The mention of the Gormanston Register which, the Minister tells us, the National Library is to acquire, brings a certain analogous matter to my mind. First of all, I congratulate the Minister on enabling the Library to acquire this manuscript because these kinds of family documents are very liable to be lost and they constitute a very important part of the social history of our country. I think a great many similar documents are in imminent peril of being lost.
I remember salvaging a box of documents in a country house in Ireland, which the Library subsequently acquired, which made a very real contribution to a strange part of the history of this country, of which I had personal knowledge. If the papers had not been found and finally deposited with the National Library, that side of the story might have perished altogether, the story of a landlord. I remember people saying, when I was young, that their grandfathers had knelt down and thanked God the day he was murdered for that he was the worst man who had ever walked the world. Yet, when that box of documents was opened, an entirely different version of his life was told.
Looking back on those days, I have very little doubt now that he was a very good man who was anxious to do what was right by his people, but, as good people often are, he was wholly misunderstood, cruelly misrepresented and finally murdered. That is a story into which I do not propose to go now. Still, these old family documents constitute a very vital and essential part of the social history of our people. Here is the point I want to make today. I believe that in the files of the Land Commission there is an immense mass of documents relating to the old estates they took over under the first Land Act and all the way down since the eighties. They have never been catalogued. I do not believe anybody knows what is in them.
We are all conscious of the perennial outbursts of activity that take place in Government Departments when somebody takes it into his head to clean up the place. The files become too numerous, accommodation is overcrowded and suddenly an heroic decision is taken that everything more than 20 years old is junk. The Land Commission have shown a very prudent reluctance to do that for which they have sometimes been criticised. I think they were wise and right to have held their records as long as they have. I do not know how far back they have held them but I think the National Library ought to collaborate with the Land Commission to get these documents catalogued and either preserved or at least microfilmed so that a complete record of them can be kept.
I imagine it is almost true to say that practically every acre of land in Ireland has at some time or other passed through the hands of the Land Commission since we bought the last of the landlords out under the 1923 and subsequent Land Acts. A record of that ought to be preserved and of all that went before that, most of which is history contained in the rent books and the records of the old estates. I had a certain interest, not because of any family connection but because we happened to be tenants of it, in the Dillon Estate in the West of Ireland which, as some Deputies in the West know, stretches from Castlerea to Charlestown.
The papers of that estate have been lost to us.
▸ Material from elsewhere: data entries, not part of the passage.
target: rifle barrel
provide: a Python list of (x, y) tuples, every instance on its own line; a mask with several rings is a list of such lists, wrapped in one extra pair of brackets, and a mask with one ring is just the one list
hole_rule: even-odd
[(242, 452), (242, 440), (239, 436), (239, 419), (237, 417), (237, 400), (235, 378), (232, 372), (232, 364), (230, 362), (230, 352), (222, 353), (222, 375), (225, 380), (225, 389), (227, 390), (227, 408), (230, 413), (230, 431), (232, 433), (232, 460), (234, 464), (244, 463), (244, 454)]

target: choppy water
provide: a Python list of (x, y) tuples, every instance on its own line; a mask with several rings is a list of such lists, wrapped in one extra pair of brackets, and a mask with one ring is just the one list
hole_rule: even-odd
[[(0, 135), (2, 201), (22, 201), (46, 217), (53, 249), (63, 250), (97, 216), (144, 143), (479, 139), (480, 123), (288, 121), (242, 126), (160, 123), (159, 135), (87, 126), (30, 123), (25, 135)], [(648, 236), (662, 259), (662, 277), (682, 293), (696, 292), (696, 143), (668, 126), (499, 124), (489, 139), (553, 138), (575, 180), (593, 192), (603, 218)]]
They were taken to Ditchley and I pursued them there and hoped to get them for the National Library and then I found that through some subsequent will, they had been left to some obscure museum in Portsmouth or Plymouth. I imagine the title they have acquired to them is of such kind that it is highly unlikely they will ever be recovered to this country. They relate exclusively to land and homes in Roscommon and Mayo and it seems odd that they should have found their ultimate resting place in Portsmouth or Plymouth, where nobody can have the slightest interest in them but whither any scholar who wants to consult them must go. I suggest that in cases like that the National Library should be facilitated to microfilm such documents and bring back the record for installation here.
The next point I want to make is that I believe there is a mass of material in the Land Commission at the present time which should be catalogued and either preserved or microfilmed for the records of the National Library. The trouble about this sort of proposition is that very few people give a damn and the great danger is that because there is no proper preservation of that record, just through the process of inertia, nobody does anything about it. The Minister for Education is a young and zealous person and he should be concerned for the social history of Ireland. It is a thing a great many people ignore and are not interested in but it is the very fabric of the lives of our people and one of the few good things the landlords left, these exhaustive records. We should not be such fools as to suffer these treasures to perish simply because we associate them with a source of which we have bitter memories.
The other point I want to mention is that the Catholic Workers' College needs Government help. It should be given that help but I cannot help registering a note of regret. I always regret when I see a voluntary undertaking which has been carrying on under its own steam successfully having to fall into the category of the multitude of enterprises which have become partially, if not wholly, dependent on Government aid. I should have thought that the Catholic Workers' College here could have looked to the trade unions and to the business establishments of the country for such modest funds as they require.